Твоего примерно возраста, — сказала она. Кто разберет, как комиссар Блэр в нее влюбился? Поначалу он только сознавал, что вечерами все нетерпеливее ждет визита в кафе и еженощных бесед с Вероникой во время затишья — по ночам в кафе нередко бывало тихо. Ему очень нравился (во всяком случае он так думал) просто разговор, не замусоренный никакими сексуальными закавыками. Он предполагал, что видит в Веронике фигуру матери, которая заменила ему настоящую мать, потерянную давным-давно в Войну. Он предполагал (сначала он увлекался предположениями), что Вероника видит в нем более или менее своего ребенка.

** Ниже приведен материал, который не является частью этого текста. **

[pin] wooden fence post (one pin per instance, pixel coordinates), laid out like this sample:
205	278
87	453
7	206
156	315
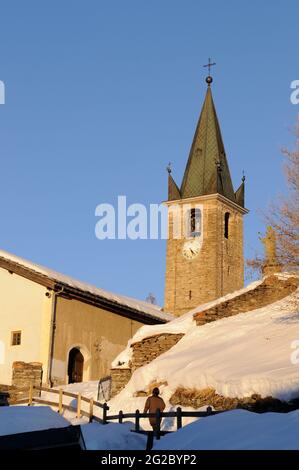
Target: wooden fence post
179	417
105	409
79	405
60	407
30	398
90	410
137	421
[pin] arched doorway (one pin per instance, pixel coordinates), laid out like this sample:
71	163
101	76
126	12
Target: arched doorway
75	366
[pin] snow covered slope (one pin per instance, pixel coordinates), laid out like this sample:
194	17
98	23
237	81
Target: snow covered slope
250	353
237	430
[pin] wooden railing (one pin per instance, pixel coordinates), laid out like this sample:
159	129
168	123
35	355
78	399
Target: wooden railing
178	415
64	406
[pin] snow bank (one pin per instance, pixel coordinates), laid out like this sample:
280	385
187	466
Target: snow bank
18	419
112	436
182	324
237	356
236	430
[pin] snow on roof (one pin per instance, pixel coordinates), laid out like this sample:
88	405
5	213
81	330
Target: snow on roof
249	353
181	324
236	430
18	419
184	323
139	305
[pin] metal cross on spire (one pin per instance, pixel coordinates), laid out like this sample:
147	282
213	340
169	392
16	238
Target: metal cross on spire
209	65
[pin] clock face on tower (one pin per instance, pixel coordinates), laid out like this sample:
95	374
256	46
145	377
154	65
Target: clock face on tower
191	248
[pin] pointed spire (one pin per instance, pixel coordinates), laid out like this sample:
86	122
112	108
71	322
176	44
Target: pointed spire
173	190
207	170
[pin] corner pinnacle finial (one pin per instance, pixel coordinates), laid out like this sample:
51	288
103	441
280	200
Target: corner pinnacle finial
210	64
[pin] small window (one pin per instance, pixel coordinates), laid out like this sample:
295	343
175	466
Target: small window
16	338
226	224
194	223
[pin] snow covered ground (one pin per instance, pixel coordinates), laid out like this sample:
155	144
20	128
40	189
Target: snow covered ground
112	436
236	430
18	419
238	356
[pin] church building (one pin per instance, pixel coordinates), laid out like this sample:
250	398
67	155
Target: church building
206	262
72	329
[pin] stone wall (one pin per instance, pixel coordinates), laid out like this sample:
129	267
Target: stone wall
208	397
271	290
119	379
150	348
217	270
23	374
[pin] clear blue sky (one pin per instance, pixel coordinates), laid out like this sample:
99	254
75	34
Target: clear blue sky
100	95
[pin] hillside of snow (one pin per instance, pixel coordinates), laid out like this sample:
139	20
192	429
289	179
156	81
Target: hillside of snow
236	430
238	356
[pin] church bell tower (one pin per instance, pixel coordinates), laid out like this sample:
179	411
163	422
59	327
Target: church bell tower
204	258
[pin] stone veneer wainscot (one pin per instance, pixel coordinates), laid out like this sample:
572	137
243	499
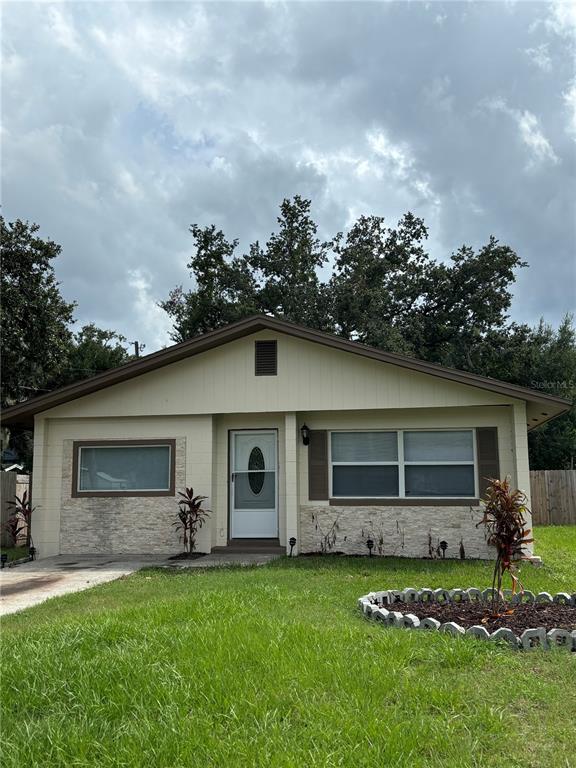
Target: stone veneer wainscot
119	525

Даже решив впервые пригласить ее на свидание, он не усомнился, что намерения у него сугубо дружеские. Он не был общителен и никогда не имел друзей: теперь у него завелся друг. Блэр считал Веронику «другом». Ему это нравилось. Она согласилась прийти, и они договорились встретиться у кафе «Полисмен» как-то вечером, когда она рано заканчивала работать.
Он приехал, и она его ждала. Она чуточку накрасилась, и под расстегнутым плащом (в Столице выдался прекрасный вечер, довольно теплый) он увидел черное шелковое платье и белый жемчуг вокруг шеи. Прежде он видел Веронику лишь в тусклой униформе ее ремесла. А теперь внезапно разглядел то, чего не замечал прежде, — она была красавица.
— Вероника. — Он с трудом ворочал языком. — Ты потрясающе выглядишь.
Она улыбнулась, взяла его под руку, и они зашагали по улице.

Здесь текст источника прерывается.